In our first attempt we will be based only in the temperature feature to build the model.
bkmod.1 <- lm(data = bike, count ~ temp)
summary(bkmod.1)
##
## Call:
## lm(formula = count ~ temp, data = bike)
##
## Residuals:
## Min 1Q Median 3Q Max
## -293.32 -112.36 -33.36 78.98 741.44
##
## Coefficients:
## Estimate Std. Error t value Pr(>|t|)
## (Intercept) 6.0462 4.4394 1.362 0.173
## temp 9.1705 0.2048 44.783 <2e-16 ***
## ---
## Signif. codes: 0 '***' 0.001 '**' 0.01 '*' 0.05 '.' 0.1 ' ' 1
##
## Residual standard error: 166.5 on 10884 degrees of freedom
## Multiple R-squared: 0.1556, Adjusted R-squared: 0.1555
## F-statistic: 2006 on 1 and 10884 DF, p-value: < 2.2e-16
As a result of this linear model we can interpret that a one unit increase in temperature will result in 9.1707 increase in rental count (demand). This relation has high statistical significance, however, it only explains 15.56% of the real model.
How many bike rentals we would have with an average temperature of 25°?
predict(bkmod.1, data.frame(temp=c(25)))
## 1
## 235.3097
bike <- mutate(bike, hournum = as.numeric(hour))
Finally, lets build a model that attempts to predict count based off of the following features. - season - holiday - workingday - weather - temp - humidity - windspeed - hour (factor)

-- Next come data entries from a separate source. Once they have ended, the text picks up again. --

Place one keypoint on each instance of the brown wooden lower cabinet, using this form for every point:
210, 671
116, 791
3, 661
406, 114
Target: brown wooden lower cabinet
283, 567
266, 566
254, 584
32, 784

bkmod.2 <- lm(count ~ season+holiday+workingday+weather+temp+humidity+windspeed+hournum,
bike)
summary(bkmod.2)
##
## Call:
## lm(formula = count ~ season + holiday + workingday + weather +
## temp + humidity + windspeed + hournum, data = bike)
##
## Residuals:
## Min 1Q Median 3Q Max
## -324.61 -96.88 -31.01 55.27 688.83
##
## Coefficients:
## Estimate Std. Error t value Pr(>|t|)
## (Intercept) 46.91369 8.45147 5.551 2.91e-08 ***
## season 21.70333 1.35409 16.028 < 2e-16 ***
## holiday -10.29914 8.79069 -1.172 0.241
## workingday -0.71781 3.14463 -0.228 0.819
## weather -3.20909 2.49731 -1.285 0.199
## temp 7.01953 0.19135 36.684 < 2e-16 ***
## humidity -2.21174 0.09083 -24.349 < 2e-16 ***
## windspeed 0.20271 0.18639 1.088 0.277
## hournum 7.61283 0.21688 35.102 < 2e-16 ***
## ---
## Signif. codes: 0 '***' 0.001 '**' 0.01 '*' 0.05 '.' 0.1 ' ' 1
##
## Residual standard error: 147.8 on 10877 degrees of freedom
## Multiple R-squared: 0.3344, Adjusted R-squared: 0.3339
## F-statistic: 683 on 8 and 10877 DF, p-value: < 2.2e-16
This project aimed to test the relevance of linear regression to explain real world complex data that involves user demand of a mobility service in a given city. The statistic summary shows us that the model is not performing well.
A likely better approach would be to have training data coming not from a random sample, but taking into account past and future data points.